MAGGIE - Entrez, entrez Herr Lessing ! Je vous attends depuis un moment. Vous arrivez un peu tard. Toutes les érothérapeutes sont occupées. Elles travaillent dans leurs chambres. Heureusement que j’ai reçu votre message à temps. Sinon je serais en train de masser ce jeune Docteur… (Elle sourit à Wagner puis, se dirige vers le bureau. Elle change son costume d’infirmière pour un mignon tablier de dentelle et une petite coiffe de dentelle blanche. 6 Elle revient avec un grand pichet de bière qu’elle dépose sur un guéridon, face à Lessing, qui reste bouche bée devant la nudité quasi totale de Maggie.)

WAGNER - (Jaloux) Moi aussi j’aimerais bien prendre une bière… et savoir qui est mon heureux rival !

MAGGIE - Ne sois pas jaloux, mon chéri. C’est la seule règle de courtoisie dans cette maison. Et puis, il n’y a pas de quoi s’inquiéter : avec ce que m’a donné la Nature (elle se tape les fesses) je peux épuiser tout un bataillon en une nuit. (Elle retourne vers le bureau, revient avec un second pichet de bière et invite Wagner à se joindre à Lessing.) Permets-moi de te présenter Herr Gotthold Ephraïm Lessing…
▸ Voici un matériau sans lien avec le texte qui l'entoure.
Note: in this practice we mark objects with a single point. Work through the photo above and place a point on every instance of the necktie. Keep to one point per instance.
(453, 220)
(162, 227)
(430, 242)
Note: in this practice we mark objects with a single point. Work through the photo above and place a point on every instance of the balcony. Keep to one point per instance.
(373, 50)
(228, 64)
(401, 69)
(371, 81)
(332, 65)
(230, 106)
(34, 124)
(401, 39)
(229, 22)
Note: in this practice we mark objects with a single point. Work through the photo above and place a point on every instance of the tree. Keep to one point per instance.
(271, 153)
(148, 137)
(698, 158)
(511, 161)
WAGNER - Très honoré. Je m’appelle Wagner et je suis interne en médecine. Bientôt je serai Docteur, bien que je ne sois pas Allemand. Je suis né au Chili.

LESSING - Ravi de vous connaître. Comme ça, je pourrai pratiquer l’espagnol, langue que je maîtrisais à la perfection dans ma jeunesse. Je suis celui qui fit connaître en Allemagne Juan Huarte, le philosophe castillan.

WAGNER - Pardonnez-moi, Herr Lessing. Je ne suis ici que depuis peu, et je voudrais bien apprendre quelque chose de bien, 7 mais en bon interne en médecine, je suis complètement ignorant de tout ce qui ne concerne pas ma spécialité. Je ne comprends rien à la littérature et à la philosophie. Si cela ne vous ennuie pas, j’aimerais beaucoup savoir qui vous êtes.

MAGGIE - Excellente idée ! Comme ça, je connaîtrai mieux mon nouveau client. (Elle prend une chaise et s’assoit à califourchon pour écouter la conversation.)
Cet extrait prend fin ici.